他不得不伸手扶住门框,两人的指尖碰了一下。他们还不知道自己能给对方造成多大的影响。他递给她一个大信封,信封上潦草地写着他的名字,里面有一张那座桥的照片,还有写着她办公室地址的纸条,最下面还有个小信封,上面写着“给纳迪娅”,里面是一张小纸条,用相当工整的笔迹写了十一个字:

你救了自己。他碰巧也在场。

纳迪娅开始站立不稳,杰克及时扶住她的胳膊。他们开始互相打量,眼神上上下下,像在围着对方跳舞。那十一个字在纳迪娅脑子里越转越快,让她说不出一句完整的话:“是你……在桥上,我那时……是你吗?”

他无声地点点头。她徒劳地组织着词句。

“我不知道该怎么……给我一点儿时间。我得……我先冷静一下。”纳迪娅说。

她走向办公桌,瘫坐在椅子上。她用了十年时间琢磨他到底是谁,现在却不知道该说些什么、从何说起。杰克小心翼翼地跟着她走进办公室,看着书架上的那张照片,扎拉每次过来,总会调整它的位置。那是纳迪娅跟一群孩子的合影,在半年前的一次大型夏令营活动时拍的:纳迪娅和孩子们说说笑笑,穿着同款T恤,上面印着资助夏令营的那个慈善机构的名字。这个机构为照片里的孩子们募集善款,他们中的每个人,都至少有过一位自杀轻生的家人。假如你觉得自己被亲近的人撇下了,一定得知道,你并不孤单,不是你的错,你没有必要背负那些无中生有的内疚和羞耻,不需要独自忍受那令人窒息的孤寂和无聊。这正是纳迪娅每年都会参加这样的夏令营的原因,为了多听少说,尽可能地笑。

她还不知道的是,那个慈善机构的户头刚刚收到了一笔捐款,它来自某个戴耳机的女人,她辞掉了银行的工作,捐出了自己的财产,跨过了一座桥。此后的许多年,他们每年都能举办夏令营了。

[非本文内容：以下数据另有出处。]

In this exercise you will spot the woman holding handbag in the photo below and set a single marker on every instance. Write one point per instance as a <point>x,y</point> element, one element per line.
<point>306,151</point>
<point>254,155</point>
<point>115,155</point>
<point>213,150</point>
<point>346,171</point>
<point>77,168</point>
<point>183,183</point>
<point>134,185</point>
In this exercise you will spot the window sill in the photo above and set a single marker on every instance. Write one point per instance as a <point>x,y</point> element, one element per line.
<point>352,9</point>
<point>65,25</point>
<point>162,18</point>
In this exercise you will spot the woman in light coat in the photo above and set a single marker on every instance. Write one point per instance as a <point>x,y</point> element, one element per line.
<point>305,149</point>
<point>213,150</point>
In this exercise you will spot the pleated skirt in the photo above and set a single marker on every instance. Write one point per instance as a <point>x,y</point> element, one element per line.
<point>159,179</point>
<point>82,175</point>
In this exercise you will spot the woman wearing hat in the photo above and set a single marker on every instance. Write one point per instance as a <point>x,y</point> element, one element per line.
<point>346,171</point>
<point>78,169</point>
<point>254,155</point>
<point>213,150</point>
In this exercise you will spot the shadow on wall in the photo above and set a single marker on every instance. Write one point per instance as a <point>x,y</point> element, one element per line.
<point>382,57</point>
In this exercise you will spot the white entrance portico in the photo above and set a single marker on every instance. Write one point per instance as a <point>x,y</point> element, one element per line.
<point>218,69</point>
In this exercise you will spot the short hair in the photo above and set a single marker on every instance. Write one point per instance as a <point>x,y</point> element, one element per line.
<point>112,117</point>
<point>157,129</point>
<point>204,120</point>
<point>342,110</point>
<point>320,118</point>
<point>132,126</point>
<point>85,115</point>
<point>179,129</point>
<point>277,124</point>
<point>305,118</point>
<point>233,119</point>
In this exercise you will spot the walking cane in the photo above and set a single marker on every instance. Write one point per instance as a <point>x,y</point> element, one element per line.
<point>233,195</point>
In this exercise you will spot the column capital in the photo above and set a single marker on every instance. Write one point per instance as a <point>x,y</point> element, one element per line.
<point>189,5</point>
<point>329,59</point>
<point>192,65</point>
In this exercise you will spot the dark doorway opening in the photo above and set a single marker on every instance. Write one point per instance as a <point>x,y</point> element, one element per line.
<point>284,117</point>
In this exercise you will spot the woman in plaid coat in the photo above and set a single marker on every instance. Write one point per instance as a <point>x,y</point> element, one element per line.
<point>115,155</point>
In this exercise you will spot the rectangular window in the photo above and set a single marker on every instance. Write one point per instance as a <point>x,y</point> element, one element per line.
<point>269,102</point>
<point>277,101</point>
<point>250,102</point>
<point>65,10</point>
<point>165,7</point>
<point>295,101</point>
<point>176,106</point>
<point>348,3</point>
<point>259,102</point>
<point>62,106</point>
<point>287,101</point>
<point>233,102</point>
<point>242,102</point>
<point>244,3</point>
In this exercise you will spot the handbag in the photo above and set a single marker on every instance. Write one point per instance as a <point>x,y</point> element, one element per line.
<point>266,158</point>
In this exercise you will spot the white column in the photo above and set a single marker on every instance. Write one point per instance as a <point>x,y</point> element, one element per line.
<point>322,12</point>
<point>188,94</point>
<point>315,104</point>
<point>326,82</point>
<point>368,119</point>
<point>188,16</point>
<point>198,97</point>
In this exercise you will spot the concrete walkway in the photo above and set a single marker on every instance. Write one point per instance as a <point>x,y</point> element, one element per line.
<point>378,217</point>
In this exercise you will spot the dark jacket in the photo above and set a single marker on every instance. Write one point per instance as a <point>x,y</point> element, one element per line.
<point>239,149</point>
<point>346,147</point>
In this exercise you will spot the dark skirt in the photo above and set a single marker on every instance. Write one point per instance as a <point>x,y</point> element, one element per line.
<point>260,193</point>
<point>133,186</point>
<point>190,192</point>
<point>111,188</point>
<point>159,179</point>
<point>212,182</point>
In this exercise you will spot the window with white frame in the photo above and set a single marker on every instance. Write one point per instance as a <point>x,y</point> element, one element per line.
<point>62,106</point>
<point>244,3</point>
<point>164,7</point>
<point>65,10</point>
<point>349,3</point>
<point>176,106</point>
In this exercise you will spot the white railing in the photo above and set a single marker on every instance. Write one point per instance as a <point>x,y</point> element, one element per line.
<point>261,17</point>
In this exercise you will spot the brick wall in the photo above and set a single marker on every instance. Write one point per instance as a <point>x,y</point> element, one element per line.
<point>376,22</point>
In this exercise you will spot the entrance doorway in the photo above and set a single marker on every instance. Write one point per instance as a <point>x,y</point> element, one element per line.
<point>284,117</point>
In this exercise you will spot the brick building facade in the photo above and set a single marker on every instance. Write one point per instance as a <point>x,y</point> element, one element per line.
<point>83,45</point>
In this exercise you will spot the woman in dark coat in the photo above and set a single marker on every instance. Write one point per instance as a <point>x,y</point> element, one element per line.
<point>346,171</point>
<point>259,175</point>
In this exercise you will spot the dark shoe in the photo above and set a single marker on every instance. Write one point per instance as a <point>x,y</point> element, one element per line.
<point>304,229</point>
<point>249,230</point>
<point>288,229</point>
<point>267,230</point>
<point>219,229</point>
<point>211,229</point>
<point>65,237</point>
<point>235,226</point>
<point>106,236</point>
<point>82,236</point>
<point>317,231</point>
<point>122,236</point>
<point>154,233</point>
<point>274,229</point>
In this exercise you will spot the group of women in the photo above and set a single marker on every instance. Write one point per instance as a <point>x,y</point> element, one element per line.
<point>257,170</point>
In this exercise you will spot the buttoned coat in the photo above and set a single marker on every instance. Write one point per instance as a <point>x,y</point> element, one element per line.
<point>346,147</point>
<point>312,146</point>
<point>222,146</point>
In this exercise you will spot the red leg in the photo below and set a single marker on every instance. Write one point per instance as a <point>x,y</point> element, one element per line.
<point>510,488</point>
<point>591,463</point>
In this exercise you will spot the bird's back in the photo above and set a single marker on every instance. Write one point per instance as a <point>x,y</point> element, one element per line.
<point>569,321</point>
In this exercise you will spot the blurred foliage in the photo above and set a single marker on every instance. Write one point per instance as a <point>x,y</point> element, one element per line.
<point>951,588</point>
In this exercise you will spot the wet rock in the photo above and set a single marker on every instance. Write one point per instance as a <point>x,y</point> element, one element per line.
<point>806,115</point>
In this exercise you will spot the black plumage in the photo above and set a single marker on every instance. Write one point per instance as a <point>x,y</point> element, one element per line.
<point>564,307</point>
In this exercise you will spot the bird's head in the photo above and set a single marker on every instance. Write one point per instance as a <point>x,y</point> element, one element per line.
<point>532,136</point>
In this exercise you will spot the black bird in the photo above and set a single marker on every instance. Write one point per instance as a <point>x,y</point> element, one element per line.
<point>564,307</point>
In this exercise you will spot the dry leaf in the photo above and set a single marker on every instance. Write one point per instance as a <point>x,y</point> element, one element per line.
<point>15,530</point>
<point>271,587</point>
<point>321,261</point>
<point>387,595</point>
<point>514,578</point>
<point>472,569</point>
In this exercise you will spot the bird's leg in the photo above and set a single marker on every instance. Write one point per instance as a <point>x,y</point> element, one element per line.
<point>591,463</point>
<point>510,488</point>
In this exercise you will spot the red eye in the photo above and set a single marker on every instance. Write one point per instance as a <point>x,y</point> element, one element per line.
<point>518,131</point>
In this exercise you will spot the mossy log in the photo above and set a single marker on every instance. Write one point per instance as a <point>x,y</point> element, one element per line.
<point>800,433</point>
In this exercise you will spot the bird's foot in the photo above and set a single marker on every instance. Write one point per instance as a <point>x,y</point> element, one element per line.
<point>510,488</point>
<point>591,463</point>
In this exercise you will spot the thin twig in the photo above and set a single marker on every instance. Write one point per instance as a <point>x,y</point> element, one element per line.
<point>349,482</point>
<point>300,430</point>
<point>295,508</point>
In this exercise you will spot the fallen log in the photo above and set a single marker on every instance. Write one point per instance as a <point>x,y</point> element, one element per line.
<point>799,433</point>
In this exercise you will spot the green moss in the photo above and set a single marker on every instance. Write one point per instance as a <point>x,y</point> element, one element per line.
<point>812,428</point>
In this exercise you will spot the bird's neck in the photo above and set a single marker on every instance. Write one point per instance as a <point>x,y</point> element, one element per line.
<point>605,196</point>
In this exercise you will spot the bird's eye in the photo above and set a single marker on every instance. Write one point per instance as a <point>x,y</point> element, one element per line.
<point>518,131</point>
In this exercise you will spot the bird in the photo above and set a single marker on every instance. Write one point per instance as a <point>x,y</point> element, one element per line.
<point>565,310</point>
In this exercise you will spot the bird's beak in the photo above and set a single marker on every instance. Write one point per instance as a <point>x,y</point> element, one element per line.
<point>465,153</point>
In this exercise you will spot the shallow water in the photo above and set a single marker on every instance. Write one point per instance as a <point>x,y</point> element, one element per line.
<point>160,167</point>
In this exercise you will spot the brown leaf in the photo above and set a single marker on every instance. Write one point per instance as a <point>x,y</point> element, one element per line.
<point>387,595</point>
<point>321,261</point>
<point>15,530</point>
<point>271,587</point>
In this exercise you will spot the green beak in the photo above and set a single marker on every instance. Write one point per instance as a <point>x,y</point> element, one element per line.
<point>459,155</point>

杰克和纳迪亚坐在狭窄的办公桌两侧,四目相对。他羞怯地笑着,过了一会儿,她也笑了,是那种既惊奇又开心的笑。接下来的十年里,也许终有一天,他们会告诉别人那是什么感觉。第一次。

74

真相?关于这一切的真相?真相是,尽管这是个千头万绪的故事,但主要还是关于白痴的。因为我们时时刻刻都在尽力而为,真的。我们努力扮演成年人,努力彼此相爱,努力搞懂到底该怎么插USB线。我们不停地寻找可以抓住的东西,可以为之争取的东西,可以抱以期待的东西,还得竭尽所能教孩子游泳……虽然拥有如此之多的共同点,我们中的大多数依然没机会互相认识,永远不知道各自之于对方的意义,不知道我会怎样影响到你的生活。

也许今天我们在人群中匆匆忙忙地擦肩而过,谁也没多看谁一眼,短暂接触的只有彼此的外套,然后各行其道。我不知道你是谁,你也不知道我是谁。

但是,白天结束后,当你晚上回到家,请别忘记放松地舒一口气,因为我们又度过了漫长的一天。

还有另一个漫长的明天在等着我们。